The FC Kansas City players were sat around a table, during a bible session two years ago, when one of them mentioned a group called ‘Athletes in Action’. The international organisation describes itself as being ‘focused on equipping athletes, coaches, and sport-minded individuals to grow in their relationship with Jesus and multiply their life into others.’

The discussion moved on to a mission that the organisation was going to be carrying out in Ethiopia – one that appealed to now Reign FC forward and a member of that bible session, Shea Groom.

A month later, the Liberty, Missouri native found herself in the Ethiopian capital, Addis Ababa, on a sports chaplaincy programme for some of the football teams in the area. But while there, there was another mission: to bring a new perspective on football to that part of the world. Groom would be so overwhelmed with what she experienced that she made a second visit during the NWSL off-season last year, and will make a third visit in December.

“The area we went to doesn’t have a lot of resources or access to knowledge or coaches that a lot of American soccer coaches would have,” she explained to FIFA.com. “I went with a few other male players, and ran a four-day clinic for over 60 coaches.

“We ran them through what a normal week would look like, what we would do technically and tactically, although the language barrier was tough.

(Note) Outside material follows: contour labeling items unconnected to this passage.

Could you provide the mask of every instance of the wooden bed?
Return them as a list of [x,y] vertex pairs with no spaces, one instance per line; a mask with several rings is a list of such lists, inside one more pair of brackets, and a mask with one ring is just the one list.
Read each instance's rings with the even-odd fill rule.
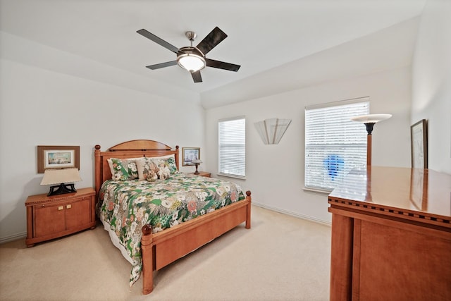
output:
[[[153,140],[128,141],[101,152],[96,145],[95,190],[96,202],[102,183],[111,178],[107,162],[110,158],[125,159],[152,157],[174,154],[177,168],[180,166],[178,146],[175,150],[168,145]],[[251,227],[251,192],[246,199],[199,216],[180,225],[152,234],[152,226],[142,227],[142,293],[150,293],[154,288],[153,271],[159,270],[214,238],[245,222]]]

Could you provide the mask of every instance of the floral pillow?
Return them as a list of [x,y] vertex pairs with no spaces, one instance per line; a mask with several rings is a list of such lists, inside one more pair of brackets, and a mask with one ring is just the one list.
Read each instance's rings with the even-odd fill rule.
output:
[[108,159],[111,178],[115,180],[129,180],[138,178],[135,160],[111,158]]
[[138,170],[138,180],[146,180],[148,176],[157,174],[159,168],[152,158],[142,158],[136,161],[136,167]]
[[166,167],[169,169],[171,175],[178,173],[178,169],[177,169],[177,165],[175,165],[175,159],[173,156],[164,159],[154,159],[154,161],[160,168],[162,167],[162,164],[163,164]]

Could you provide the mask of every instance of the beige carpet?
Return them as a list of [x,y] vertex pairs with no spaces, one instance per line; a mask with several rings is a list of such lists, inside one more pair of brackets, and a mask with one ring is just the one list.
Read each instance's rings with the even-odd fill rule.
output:
[[241,225],[128,288],[130,265],[101,226],[27,248],[0,245],[1,300],[327,300],[330,228],[253,206]]

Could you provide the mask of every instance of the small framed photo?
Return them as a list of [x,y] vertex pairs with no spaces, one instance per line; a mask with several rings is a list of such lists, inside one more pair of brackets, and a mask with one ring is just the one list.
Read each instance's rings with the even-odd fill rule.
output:
[[199,147],[182,147],[183,166],[194,165],[192,160],[200,160]]
[[426,119],[410,127],[412,168],[428,168],[428,130]]
[[49,168],[76,167],[80,169],[79,146],[37,146],[37,173]]

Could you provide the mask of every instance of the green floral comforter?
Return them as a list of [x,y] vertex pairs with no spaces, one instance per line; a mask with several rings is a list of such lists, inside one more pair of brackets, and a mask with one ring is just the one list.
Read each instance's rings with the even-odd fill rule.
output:
[[141,228],[156,233],[245,199],[237,185],[218,179],[176,173],[156,182],[132,180],[104,183],[98,211],[133,261],[131,286],[142,269]]

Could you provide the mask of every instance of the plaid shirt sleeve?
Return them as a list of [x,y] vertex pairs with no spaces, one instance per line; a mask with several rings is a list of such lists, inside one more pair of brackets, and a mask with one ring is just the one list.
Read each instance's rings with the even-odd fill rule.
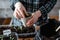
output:
[[54,5],[56,4],[56,2],[57,2],[57,0],[49,0],[46,4],[42,5],[39,8],[39,10],[42,13],[42,16],[49,13],[51,11],[51,9],[54,7]]

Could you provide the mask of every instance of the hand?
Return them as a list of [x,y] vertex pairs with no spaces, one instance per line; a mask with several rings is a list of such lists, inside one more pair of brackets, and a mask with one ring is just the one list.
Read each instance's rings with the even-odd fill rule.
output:
[[37,22],[38,18],[41,16],[40,11],[36,11],[35,13],[32,13],[31,18],[27,21],[27,26],[32,26],[34,23]]
[[14,14],[13,16],[20,19],[20,18],[25,18],[25,15],[24,13],[26,13],[26,9],[25,7],[23,6],[22,3],[20,2],[17,2],[15,4],[15,11],[14,11]]

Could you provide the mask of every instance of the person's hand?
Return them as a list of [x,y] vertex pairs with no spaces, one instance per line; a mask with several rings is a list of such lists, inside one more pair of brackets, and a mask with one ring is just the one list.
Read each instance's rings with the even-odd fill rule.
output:
[[32,26],[34,23],[37,22],[38,18],[41,16],[41,12],[38,10],[35,13],[32,13],[31,18],[27,21],[26,25]]
[[15,18],[18,18],[18,19],[20,19],[20,18],[25,18],[24,13],[26,13],[25,7],[23,6],[22,3],[17,2],[17,3],[15,4],[15,11],[14,11],[13,16],[14,16]]

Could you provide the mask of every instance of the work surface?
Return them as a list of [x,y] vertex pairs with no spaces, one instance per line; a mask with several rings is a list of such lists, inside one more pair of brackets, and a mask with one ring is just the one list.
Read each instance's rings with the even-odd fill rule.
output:
[[[58,20],[58,16],[50,16],[51,19],[56,19]],[[10,23],[11,18],[6,18],[6,19],[0,19],[1,25],[7,25]],[[19,38],[18,40],[33,40],[34,38]],[[45,38],[46,39],[46,38]],[[48,38],[47,38],[48,40]]]

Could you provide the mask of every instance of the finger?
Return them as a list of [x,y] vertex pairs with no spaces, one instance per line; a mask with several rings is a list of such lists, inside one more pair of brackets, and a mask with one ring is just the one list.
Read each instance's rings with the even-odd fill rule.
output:
[[20,9],[18,9],[18,10],[19,10],[20,14],[22,15],[22,17],[25,18],[25,15],[24,15],[23,9],[20,8]]

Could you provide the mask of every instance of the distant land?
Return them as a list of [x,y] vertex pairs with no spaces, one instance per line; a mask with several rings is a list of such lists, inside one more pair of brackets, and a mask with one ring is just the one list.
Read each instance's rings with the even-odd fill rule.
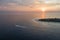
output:
[[43,21],[43,22],[59,22],[60,23],[60,18],[38,19],[38,21]]

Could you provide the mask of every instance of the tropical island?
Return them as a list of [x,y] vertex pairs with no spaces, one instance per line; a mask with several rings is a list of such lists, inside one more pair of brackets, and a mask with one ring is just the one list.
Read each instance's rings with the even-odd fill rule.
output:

But it was really cool that soccer is a language that is spoke all around the world, and while we couldn’t communicate about how our day was going, we could with what happens on the field.”

Groom admitted it wasn’t an easy introduction into coaching, having never led a session before in her career. Here before her were 60 men, being told what to do by a woman, in a country where women’s football is still relatively underdeveloped. But with her experience as a player, and the ability to show what she was capable of on the field, Groom soon won over any doubters.

“It’s intimidating getting up in front of 60 men and trying to teach soccer, but I think I decided on the first day, as soon as they see me on the field, they are going to respect me,” she said. “They learned very quickly that I had something to offer them, and beyond that moment, they were extremely respectful.

“There is definitely a stigma when a woman laces up a pair of boots and takes to the field, but at the end of the day, they looked at me as a quality soccer player.”

While in Ethiopia, Groom also spent two days training with Saint George’s Soccer Club, which has both a men’s and women’s team. There, she was able to interact with some of the women and girls who are part of the club, and to learn about some of the challenges they face simply to train.

Groom recalls a game of rondo (a football training exercise) during one training session, saying she was used to playing in a grid of five by five. On this occasion, it was ten by ten, and ran eight miles during the session.

But importantly, it was that interaction with some of the women and young boys and girls that will leave a lasting impression on Groom, especially when she noticed what sort of equipment was available to them for training sessions. It’s for this reason that Groom will go back in December, and she is ready to inspire even more players in Ethiopia’s capital.

“It was incredible to talk to so many of those women,” she said. “You should see some of the shoes they play in – I think that was one of the biggest impacts on me. Some of the youth teams were playing in socks, and one of the most powerful things I saw was when I looked down and this little kid had the biggest smile on his face despite his shoe having a massive sock over it to help keep it on, because it didn’t have any laces.

“They just don’t complain though. We played on a field made of volcanic rock and you would not have known the difference, they have a smile on their face. It was a humbling experience.

“I’m excited for year three as I know it will bring something different and I’m prepared for it. I feel like just being able to show young girls, even if they don’t play soccer, whatever platform you’re given, there’s so much you can do with it.

“This is just something I can give back to the game that I love, in a different part of the world.”